1
votes

I am running a pyspark job and the data streaming is from Kafka. I am trying to replicate a scenario in my windows system to find out what happens when the consumer goes down while the data is continuously being fed into Kafka.

Here is what i expect.

  • producer is started and produces message 1, 2 and 3.
  • consumer is online and consumes messages 1, 2 and 3.
  • Now the consumer goes down for some reason while the producer produces messages 4, 5 and 6 and so on...
  • when the consumer comes up, it is my expectation that it should read where it left off. So the consumer must be able to read from message 4, 5 , 6 and so on....

My pyspark application is not able to achieve what i expect. here is how I created a Spark Session.

session.readStream.format("kafka")
  .option("kafka.bootstrap.servers", "localhost:9092") \
  .option("subscribe", "clickapijson")
  .option("startingoffsets" , "latest") \
  .load()

I googled and gathered quite a bit of information. It seems like the groupID is relevant here. Kafka maintains the track of offsets read by each consumer in a particular groupID. If a consumer subscribes to a topic with a groupId, say, G1, kafka registers this group and consumerID and keeps a track of this groupID and ConsumerID. If at all, the consumer has to go down for some reason, and restarts with the same groupID, then the kafka will have the information of the already read offsets so the consumer will read the data from where it left off.

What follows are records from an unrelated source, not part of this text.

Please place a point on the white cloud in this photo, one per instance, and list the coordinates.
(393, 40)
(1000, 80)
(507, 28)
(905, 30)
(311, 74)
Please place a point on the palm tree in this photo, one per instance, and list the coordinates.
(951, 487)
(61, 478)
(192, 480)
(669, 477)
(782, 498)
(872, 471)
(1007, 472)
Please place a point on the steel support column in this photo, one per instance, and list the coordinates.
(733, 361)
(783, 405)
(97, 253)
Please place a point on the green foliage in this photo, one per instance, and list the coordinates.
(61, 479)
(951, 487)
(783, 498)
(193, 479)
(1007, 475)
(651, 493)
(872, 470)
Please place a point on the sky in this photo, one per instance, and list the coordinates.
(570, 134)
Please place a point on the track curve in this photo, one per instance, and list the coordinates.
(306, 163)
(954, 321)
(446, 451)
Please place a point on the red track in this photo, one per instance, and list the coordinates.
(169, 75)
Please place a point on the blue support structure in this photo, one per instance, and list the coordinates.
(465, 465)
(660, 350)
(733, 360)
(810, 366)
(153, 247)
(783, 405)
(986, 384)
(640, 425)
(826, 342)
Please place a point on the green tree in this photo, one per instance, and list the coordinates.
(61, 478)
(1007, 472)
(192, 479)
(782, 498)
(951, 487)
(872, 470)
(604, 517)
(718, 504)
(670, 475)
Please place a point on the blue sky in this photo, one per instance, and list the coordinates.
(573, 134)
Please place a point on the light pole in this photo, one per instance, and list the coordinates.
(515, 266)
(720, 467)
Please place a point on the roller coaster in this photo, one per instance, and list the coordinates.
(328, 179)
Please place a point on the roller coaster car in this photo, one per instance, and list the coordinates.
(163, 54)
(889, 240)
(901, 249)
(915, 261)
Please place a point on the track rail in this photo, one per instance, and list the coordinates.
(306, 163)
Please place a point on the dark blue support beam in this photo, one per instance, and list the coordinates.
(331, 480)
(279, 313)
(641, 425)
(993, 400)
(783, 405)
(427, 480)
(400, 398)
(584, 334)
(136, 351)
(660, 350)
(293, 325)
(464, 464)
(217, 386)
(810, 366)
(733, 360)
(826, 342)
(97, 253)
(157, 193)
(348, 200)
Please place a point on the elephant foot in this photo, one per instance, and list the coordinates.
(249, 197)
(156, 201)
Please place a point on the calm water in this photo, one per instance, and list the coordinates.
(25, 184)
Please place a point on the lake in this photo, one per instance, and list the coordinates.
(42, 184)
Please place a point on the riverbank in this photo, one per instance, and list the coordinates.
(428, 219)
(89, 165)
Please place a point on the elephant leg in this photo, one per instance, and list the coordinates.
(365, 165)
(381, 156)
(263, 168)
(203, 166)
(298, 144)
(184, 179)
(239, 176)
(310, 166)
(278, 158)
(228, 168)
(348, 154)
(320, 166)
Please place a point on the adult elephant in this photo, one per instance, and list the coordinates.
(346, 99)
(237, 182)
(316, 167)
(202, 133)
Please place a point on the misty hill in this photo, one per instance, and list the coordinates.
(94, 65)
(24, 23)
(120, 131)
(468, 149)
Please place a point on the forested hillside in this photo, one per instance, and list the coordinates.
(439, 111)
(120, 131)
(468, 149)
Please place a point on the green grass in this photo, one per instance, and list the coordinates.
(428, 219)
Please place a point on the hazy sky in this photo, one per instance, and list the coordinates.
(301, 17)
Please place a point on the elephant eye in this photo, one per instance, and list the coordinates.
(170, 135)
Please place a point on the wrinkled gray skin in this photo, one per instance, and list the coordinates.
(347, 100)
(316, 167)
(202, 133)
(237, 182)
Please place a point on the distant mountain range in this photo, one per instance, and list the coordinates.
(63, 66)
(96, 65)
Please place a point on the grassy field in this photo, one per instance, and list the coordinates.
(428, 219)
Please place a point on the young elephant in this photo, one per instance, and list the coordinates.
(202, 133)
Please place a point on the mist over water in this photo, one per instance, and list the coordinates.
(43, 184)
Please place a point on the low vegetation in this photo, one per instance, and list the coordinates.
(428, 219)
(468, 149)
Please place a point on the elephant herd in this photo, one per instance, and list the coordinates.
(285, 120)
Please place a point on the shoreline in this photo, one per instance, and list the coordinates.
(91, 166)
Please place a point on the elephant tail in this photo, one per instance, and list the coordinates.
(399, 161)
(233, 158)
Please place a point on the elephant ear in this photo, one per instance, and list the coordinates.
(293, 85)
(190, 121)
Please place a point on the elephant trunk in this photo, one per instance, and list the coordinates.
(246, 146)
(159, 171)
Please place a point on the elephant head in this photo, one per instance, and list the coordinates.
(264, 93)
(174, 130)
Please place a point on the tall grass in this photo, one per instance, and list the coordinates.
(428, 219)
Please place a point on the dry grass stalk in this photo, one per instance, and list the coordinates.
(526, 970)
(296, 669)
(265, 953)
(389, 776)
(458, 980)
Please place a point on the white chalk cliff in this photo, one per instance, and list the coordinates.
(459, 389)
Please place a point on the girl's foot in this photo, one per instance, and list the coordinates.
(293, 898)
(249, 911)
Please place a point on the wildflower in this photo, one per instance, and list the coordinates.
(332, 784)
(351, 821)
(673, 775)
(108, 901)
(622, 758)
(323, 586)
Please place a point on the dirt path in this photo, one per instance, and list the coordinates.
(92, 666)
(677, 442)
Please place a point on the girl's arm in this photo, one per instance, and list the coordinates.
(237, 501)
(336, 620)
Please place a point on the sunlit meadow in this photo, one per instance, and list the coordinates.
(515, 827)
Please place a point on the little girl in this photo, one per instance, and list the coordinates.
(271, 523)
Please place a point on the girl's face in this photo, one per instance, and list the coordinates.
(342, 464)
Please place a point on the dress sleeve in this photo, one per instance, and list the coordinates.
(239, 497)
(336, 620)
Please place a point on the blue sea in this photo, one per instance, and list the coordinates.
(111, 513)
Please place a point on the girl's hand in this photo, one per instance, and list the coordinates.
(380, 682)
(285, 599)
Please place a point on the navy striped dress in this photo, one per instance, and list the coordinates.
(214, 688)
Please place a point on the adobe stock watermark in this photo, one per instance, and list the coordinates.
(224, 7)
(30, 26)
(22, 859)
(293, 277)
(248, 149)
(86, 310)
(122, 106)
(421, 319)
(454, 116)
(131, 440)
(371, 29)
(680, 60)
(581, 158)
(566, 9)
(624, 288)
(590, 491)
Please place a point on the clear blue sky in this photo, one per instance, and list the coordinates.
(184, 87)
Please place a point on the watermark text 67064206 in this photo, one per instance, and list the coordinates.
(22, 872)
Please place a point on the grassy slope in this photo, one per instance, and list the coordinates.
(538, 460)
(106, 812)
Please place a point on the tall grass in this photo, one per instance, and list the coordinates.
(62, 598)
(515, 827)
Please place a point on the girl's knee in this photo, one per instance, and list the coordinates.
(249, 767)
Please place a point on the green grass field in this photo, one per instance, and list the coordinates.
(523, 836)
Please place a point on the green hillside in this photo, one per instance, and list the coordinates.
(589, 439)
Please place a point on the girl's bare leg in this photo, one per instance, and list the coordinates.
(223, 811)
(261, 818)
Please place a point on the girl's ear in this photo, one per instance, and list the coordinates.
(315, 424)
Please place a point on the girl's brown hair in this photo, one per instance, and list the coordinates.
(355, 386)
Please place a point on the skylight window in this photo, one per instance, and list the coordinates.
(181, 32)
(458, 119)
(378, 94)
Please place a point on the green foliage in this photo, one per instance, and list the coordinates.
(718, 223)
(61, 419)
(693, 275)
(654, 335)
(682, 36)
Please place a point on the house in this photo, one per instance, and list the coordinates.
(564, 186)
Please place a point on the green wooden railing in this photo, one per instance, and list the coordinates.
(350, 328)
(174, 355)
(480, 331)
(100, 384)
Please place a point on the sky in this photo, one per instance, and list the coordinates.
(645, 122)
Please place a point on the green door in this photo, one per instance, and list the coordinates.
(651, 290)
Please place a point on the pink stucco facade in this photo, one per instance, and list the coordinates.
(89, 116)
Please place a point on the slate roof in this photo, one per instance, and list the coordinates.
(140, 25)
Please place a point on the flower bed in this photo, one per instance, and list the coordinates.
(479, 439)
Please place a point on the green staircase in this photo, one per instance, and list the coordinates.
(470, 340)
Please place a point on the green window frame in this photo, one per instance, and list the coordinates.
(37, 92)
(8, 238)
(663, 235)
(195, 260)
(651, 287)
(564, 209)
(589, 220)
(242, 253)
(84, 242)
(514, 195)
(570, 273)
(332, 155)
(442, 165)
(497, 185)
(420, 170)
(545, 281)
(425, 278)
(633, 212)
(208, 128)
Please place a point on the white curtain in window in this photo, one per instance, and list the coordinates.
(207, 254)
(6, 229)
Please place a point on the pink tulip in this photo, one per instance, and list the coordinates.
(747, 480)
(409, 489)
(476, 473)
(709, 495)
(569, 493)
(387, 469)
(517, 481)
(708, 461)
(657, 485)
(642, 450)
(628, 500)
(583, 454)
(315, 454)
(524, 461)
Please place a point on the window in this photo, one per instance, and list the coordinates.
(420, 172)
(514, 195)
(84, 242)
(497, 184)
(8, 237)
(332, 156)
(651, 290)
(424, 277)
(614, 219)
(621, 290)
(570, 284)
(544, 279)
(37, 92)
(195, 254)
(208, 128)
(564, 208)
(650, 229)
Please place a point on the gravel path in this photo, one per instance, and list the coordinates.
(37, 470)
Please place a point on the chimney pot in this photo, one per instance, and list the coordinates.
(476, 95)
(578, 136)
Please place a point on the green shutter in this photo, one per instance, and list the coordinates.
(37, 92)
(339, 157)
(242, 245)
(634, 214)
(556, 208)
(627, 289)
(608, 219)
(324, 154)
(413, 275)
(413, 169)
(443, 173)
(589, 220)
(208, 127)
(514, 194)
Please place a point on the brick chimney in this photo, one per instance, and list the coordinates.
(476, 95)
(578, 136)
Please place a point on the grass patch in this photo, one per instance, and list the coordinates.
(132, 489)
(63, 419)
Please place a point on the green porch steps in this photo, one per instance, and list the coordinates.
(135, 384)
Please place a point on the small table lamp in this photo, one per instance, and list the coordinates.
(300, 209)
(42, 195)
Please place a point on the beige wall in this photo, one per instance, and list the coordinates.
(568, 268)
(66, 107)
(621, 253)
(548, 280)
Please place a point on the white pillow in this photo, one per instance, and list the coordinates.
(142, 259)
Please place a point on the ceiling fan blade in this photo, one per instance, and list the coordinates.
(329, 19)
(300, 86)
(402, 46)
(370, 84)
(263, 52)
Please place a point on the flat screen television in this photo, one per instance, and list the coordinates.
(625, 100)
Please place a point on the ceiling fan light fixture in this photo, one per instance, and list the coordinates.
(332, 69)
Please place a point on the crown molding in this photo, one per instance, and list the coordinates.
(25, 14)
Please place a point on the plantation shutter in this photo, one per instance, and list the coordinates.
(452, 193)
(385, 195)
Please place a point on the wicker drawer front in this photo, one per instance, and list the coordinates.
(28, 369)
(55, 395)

This is exactly happening when i use the following command to invoke consumer job in CLI.

kafka-console-consumer.bat --bootstrap-server localhost:9092 --topic "clickapijson" --consumer-property group.id=test 

Now when my producer produces the messages 1,2 and 3, consumer is able to consume. I killed the running consumer job(CLI .bat file) after the 3 rd message is read. My producer produces the message 4, 5 and 6 and so on.... Now I bring back my consumer job (CLI .bat file) and it able to read the data from where it left off ( from message 4). This is behaving as I expect.

I am unable to do the same thing in pyspark.

when I am including the option("group.id" , "test"), it throws an error saying Kafka option group.id is not supported as user-specified consumer groups are not used to track offsets.

Upon observing the console output, each time my pyspark consumer job is kicked off, it is creating a new groupID. If my pyspark job has run previously with a groupID and failed, when it is restarted it is not picking up the same old groupID. It is randomly getting a new groupID. Kafka has the offset information of the previous groupID but not the current newly generated groupID. Hence my pyspark application is not able to read the data fed into Kafka while it was down.

If this is the case, then wont I lose my data when the consumer job has gone down due to some failure?

How can i give my own groupid to the pyspark application or how can i restart my pyspark application with same old groupid?

1
yes Mike it did answer my question. Thanks for your help.shankar

1 Answers

2
votes

In the current Spark version (2.4.5) it is not possible to provide your own group.id as it gets automatically created by Spark (as you already observed). The full details on the offset management in Spark reading from Kafka is given here and summarised below:

Note that the following Kafka params cannot be set and the Kafka source or sink will throw an exception:

group.id: Kafka source will create a unique group id for each query automatically.

auto.offset.reset: Set the source option startingOffsets to specify where to start instead. Structured Streaming manages which offsets are consumed internally, rather than rely on the kafka Consumer to do it. This will ensure that no data is missed when new topics/partitions are dynamically subscribed. Note that startingOffsets only applies when a new streaming query is started, and that resuming will always pick up from where the query left off.

enable.auto.commit: Kafka source doesn’t commit any offset.

For Spark to be able to remember where it left off reading from Kafka, you need to have checkpointing enabled and provide a path location to store the checkpointing files. In Python this would look like:

aggDF \
    .writeStream \
    .outputMode("complete") \
    .option("checkpointLocation", "path/to/HDFS/dir") \
    .format("memory") \
    .start()

More details on checkpointing are given in the Spark docs on Recovering from Failures with Checkpointing.